Визуально город представлен информантами как пространство, в котором ничего не меняется: «Город как город, таких много в Карелии, да и по всей России» (Мужчина, 32 года); «А у нас тут ничего никогда не происходит» (Андрей, 17 лет). Информанты отмечают скучную жизнь в городе: «Живем тихо и очень скучно» (Сергей, 34 года). В дневниках Ю. М. Нагибина есть такая фраза: «Видели скучную Кондопогу» [2].

Кондопожцы обладают своими ментальными характеристиками: «Народ тихий. Спокойный, северный» (Мужчина, 45 лет); «регион северный, люди, может, и суровые, но тихие» (Женщина, около 45 лет). Отдаленность от центра обуславливает ощущение «замедленности» и «заторможенности» в замкнутом пространстве: «Народ тут в республике замороженный» (Мужчина, около 40 лет). Эти же особенности характера жителей города отмечают приезжие люди: «Да тут все замороженные» (Мужчина, 27 – 30 лет).

Акустическое восприятие города связано с покоем и тишиной: «Тише воды, ниже травы, самый спокойный городок в стране» (Мужчина, 40 лет); «Городок у нас маленький, тихий, спокойный, до боли спокойный» (Юрий, 38 лет).

Образ города Кондопоги в сознании «чужих» людей представлен по-разному: для одних он актуализуется с отрицательным знаком как «провинция» Кондопога – провинция, довольно развитая для своих размеров» [3]), «захолустье» («Сама родом из такого же захолустья»), «большая деревня» [4], «убогий городишко» («Судя по фотографиям, городишко – убогий и скучный, делать там особо нечего…» [5]), а для других – с положительным: «Пресловутая Кондопога, <…> имеющая задатки маленького центра…» [6].

Жители Петрозаводска Кондопогу представляют по-разному: «Существует две Кондопоги: одна ассоциируется с бумагоделательным производством, она какая-то провинциально-промышленная, а другая – более уравновешенная, это берег Онежского озера и Успенская церковь» [6]. Для Главы Карелии С.Л. Катанандова Кондопога ассоциируется «с бумажным комбинатом и его замечательным директором В. А. Федермессером, с известной во всем мире кондопожской бумагой» [7]. Кондопога – это «индустриальный форпост, воздвигнутый среди живописных лесов и озер» [8,с.286].

Студентка ПетрГУ считает, что в Кондопоге находится кондитерская фабрика, выпускающая известные конфеты: «Какой же все-таки у вас чудесный город, какие вкусные конфеты делают!
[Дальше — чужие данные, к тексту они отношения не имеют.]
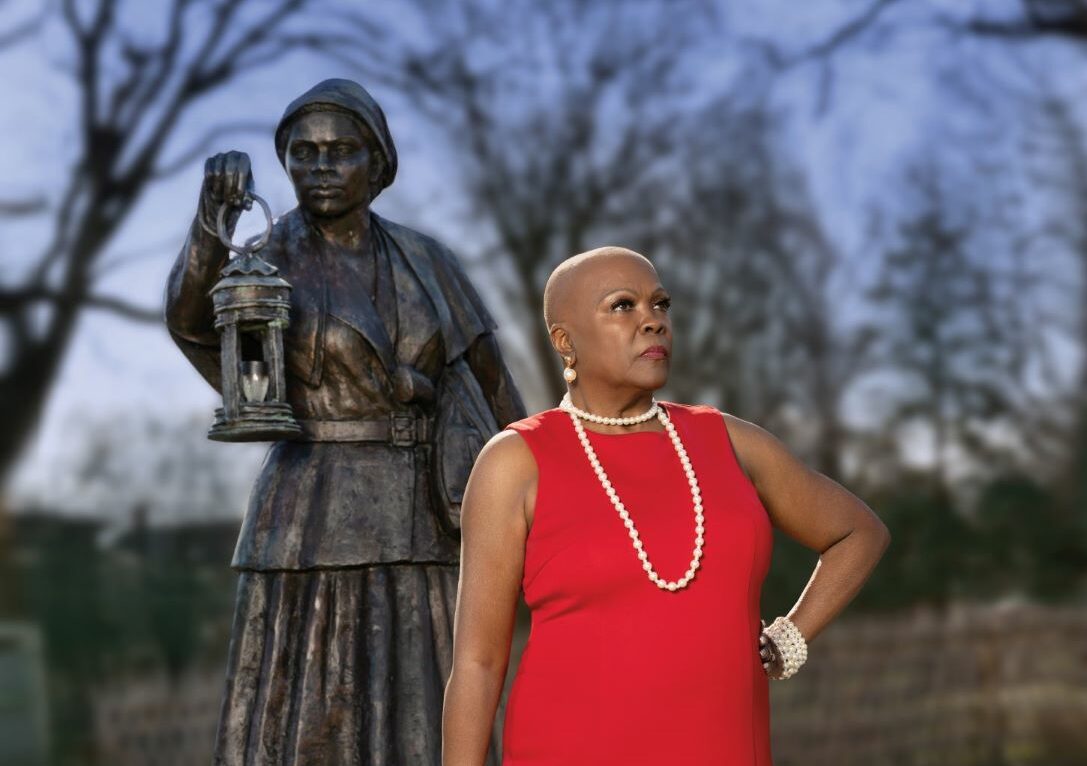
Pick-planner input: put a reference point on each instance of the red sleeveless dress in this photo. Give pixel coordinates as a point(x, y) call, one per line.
point(617, 670)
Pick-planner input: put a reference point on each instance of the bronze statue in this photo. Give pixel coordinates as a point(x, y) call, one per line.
point(348, 553)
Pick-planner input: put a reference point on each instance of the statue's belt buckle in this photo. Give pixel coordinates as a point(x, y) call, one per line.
point(403, 430)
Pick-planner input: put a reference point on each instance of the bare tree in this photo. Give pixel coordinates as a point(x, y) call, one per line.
point(759, 284)
point(134, 86)
point(562, 117)
point(940, 330)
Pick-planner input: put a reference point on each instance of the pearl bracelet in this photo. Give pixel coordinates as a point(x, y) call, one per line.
point(790, 645)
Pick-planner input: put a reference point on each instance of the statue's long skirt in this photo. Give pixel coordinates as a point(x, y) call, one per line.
point(341, 667)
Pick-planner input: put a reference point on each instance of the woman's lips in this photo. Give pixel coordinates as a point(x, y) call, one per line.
point(325, 191)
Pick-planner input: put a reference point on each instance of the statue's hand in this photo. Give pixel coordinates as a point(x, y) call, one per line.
point(227, 177)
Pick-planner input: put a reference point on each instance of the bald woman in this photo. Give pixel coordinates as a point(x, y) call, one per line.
point(640, 532)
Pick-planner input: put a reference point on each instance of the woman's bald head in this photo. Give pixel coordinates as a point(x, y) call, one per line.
point(576, 274)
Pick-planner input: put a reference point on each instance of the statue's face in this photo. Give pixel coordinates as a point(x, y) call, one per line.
point(329, 163)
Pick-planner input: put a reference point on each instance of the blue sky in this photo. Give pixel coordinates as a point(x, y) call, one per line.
point(884, 104)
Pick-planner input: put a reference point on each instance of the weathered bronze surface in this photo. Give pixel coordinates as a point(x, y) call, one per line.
point(348, 552)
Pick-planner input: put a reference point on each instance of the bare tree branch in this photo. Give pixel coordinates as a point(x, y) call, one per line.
point(14, 209)
point(204, 143)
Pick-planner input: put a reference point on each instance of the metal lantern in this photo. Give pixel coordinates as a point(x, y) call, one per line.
point(252, 309)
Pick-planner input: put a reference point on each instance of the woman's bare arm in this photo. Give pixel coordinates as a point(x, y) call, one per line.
point(817, 513)
point(494, 527)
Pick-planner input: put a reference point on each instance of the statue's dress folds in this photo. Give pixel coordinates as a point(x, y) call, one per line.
point(342, 636)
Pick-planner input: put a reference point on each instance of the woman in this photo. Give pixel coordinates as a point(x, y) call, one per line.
point(640, 536)
point(348, 553)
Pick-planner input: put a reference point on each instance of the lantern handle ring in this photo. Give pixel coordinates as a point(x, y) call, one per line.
point(253, 243)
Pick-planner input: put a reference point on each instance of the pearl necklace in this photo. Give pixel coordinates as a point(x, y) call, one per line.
point(567, 404)
point(575, 414)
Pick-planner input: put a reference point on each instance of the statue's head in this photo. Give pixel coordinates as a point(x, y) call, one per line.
point(336, 147)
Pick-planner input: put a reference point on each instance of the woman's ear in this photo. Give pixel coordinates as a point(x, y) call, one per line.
point(560, 340)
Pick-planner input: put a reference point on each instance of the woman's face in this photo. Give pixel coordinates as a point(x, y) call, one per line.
point(329, 164)
point(620, 325)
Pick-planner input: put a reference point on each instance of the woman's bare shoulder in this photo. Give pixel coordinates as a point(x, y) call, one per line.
point(505, 463)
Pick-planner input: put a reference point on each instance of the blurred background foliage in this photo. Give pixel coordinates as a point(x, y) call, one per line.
point(872, 215)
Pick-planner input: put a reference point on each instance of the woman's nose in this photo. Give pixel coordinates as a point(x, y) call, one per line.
point(652, 324)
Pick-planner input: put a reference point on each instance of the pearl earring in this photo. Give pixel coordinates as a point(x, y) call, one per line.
point(569, 374)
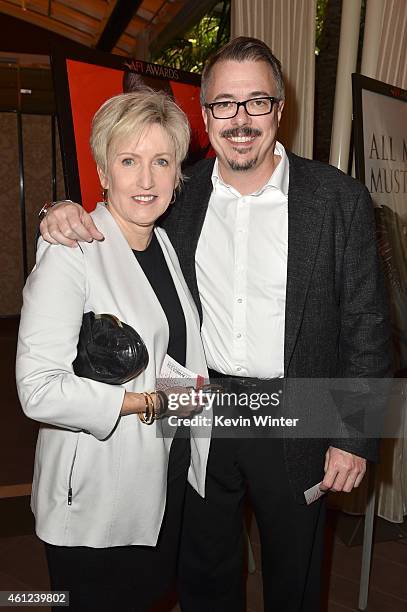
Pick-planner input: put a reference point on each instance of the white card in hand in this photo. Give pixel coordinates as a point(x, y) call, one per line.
point(172, 370)
point(313, 493)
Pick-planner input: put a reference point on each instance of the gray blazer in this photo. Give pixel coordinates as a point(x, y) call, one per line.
point(336, 304)
point(116, 467)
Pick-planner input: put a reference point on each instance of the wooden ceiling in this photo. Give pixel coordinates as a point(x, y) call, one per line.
point(124, 27)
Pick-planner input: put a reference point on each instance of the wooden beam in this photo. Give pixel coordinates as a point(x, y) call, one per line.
point(118, 21)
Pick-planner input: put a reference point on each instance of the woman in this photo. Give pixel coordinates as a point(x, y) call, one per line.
point(107, 489)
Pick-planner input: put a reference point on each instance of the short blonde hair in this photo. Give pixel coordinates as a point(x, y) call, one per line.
point(133, 113)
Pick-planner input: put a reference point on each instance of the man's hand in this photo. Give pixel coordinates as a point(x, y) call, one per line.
point(343, 471)
point(68, 223)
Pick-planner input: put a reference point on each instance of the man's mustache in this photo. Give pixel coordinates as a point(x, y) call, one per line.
point(242, 131)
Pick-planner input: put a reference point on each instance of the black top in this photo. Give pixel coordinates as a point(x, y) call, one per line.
point(154, 266)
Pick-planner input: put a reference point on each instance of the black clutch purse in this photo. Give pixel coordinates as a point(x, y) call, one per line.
point(109, 350)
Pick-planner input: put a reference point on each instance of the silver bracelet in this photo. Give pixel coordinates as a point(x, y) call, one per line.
point(44, 210)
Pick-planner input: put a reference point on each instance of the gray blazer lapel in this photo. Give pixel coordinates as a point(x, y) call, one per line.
point(305, 215)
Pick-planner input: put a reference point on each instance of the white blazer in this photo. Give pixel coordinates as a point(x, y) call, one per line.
point(115, 467)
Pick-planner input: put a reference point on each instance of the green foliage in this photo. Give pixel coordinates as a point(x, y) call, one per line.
point(191, 52)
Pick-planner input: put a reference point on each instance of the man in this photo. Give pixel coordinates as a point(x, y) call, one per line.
point(279, 253)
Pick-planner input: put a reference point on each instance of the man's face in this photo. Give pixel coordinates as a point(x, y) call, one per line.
point(244, 143)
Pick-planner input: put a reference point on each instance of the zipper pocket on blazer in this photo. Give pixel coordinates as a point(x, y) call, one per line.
point(71, 472)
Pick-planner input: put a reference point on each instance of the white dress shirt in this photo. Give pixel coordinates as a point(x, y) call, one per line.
point(241, 263)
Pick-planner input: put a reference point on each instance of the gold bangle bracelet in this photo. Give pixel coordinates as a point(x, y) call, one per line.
point(147, 417)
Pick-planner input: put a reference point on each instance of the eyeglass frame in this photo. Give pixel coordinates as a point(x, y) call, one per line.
point(273, 100)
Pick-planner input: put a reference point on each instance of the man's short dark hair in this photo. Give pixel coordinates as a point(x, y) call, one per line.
point(244, 49)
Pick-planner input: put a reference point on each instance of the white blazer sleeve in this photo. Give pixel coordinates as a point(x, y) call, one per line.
point(53, 305)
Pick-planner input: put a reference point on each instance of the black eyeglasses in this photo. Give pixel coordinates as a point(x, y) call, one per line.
point(227, 109)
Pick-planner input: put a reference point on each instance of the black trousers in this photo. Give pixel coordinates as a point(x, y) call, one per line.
point(213, 541)
point(124, 578)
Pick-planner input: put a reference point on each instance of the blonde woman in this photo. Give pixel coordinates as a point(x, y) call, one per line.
point(107, 489)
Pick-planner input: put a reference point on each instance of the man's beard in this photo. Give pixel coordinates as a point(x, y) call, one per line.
point(236, 132)
point(242, 166)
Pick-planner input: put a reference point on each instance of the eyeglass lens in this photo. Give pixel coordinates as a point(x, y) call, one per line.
point(256, 106)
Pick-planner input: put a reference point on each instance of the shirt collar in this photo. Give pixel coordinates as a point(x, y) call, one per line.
point(278, 180)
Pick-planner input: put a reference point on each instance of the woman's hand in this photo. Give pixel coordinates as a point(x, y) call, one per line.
point(181, 401)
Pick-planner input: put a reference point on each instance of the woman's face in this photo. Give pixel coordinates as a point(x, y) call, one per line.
point(140, 178)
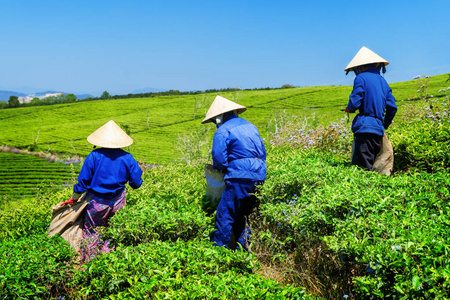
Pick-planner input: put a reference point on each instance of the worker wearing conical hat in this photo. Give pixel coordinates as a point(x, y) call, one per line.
point(103, 176)
point(238, 151)
point(372, 98)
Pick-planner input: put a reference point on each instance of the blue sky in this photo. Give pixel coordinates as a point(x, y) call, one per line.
point(121, 46)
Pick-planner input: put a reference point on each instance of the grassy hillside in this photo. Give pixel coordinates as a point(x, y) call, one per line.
point(321, 230)
point(156, 123)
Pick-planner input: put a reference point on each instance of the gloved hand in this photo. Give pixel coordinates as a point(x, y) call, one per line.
point(70, 201)
point(347, 111)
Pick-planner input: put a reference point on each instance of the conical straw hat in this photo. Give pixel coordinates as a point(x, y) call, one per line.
point(110, 135)
point(365, 56)
point(220, 106)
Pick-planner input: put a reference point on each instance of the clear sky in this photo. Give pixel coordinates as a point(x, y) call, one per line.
point(122, 46)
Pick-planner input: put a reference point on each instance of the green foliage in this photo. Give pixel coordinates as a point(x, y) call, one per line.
point(34, 267)
point(22, 173)
point(423, 142)
point(320, 224)
point(105, 95)
point(387, 233)
point(179, 270)
point(163, 210)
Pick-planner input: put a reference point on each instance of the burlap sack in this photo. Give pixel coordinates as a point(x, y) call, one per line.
point(384, 162)
point(215, 184)
point(67, 221)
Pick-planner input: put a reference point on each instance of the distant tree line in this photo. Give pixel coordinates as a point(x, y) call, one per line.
point(36, 101)
point(70, 98)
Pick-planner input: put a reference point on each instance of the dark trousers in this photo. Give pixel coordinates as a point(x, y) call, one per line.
point(235, 206)
point(365, 148)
Покупаю свои любимые – «Белочку» или там «Мишку на севере», а там на всех фантиках – «Конд. фабрика». Хороший у вас город!» [9].

По сравнению с другими карельскими провинциальными городами, по мнению жителей, в Кондопоге жизнь лучше: «Наш город светлый. По сравнению с Медвежьегорском, где я работала и жила» [10]; «По сравнению с какой-нибудь Сегежей – рай неземной» [3].

По-разному население сопоставляет Кондопогу со столицей Карелии – Петрозаводском: «Живем лучше. По крайней мере с Петрозаводском (А. Кострикин, милиционер) [11]; «По сравнению с Петрозаводском наш город – такая дыра. Делать нечего» (Ольга, 32 года). В оппозиции Кондопога находится и с Москвой: «По сравнению с Москвой – нищий…» (Женщина, 30 лет).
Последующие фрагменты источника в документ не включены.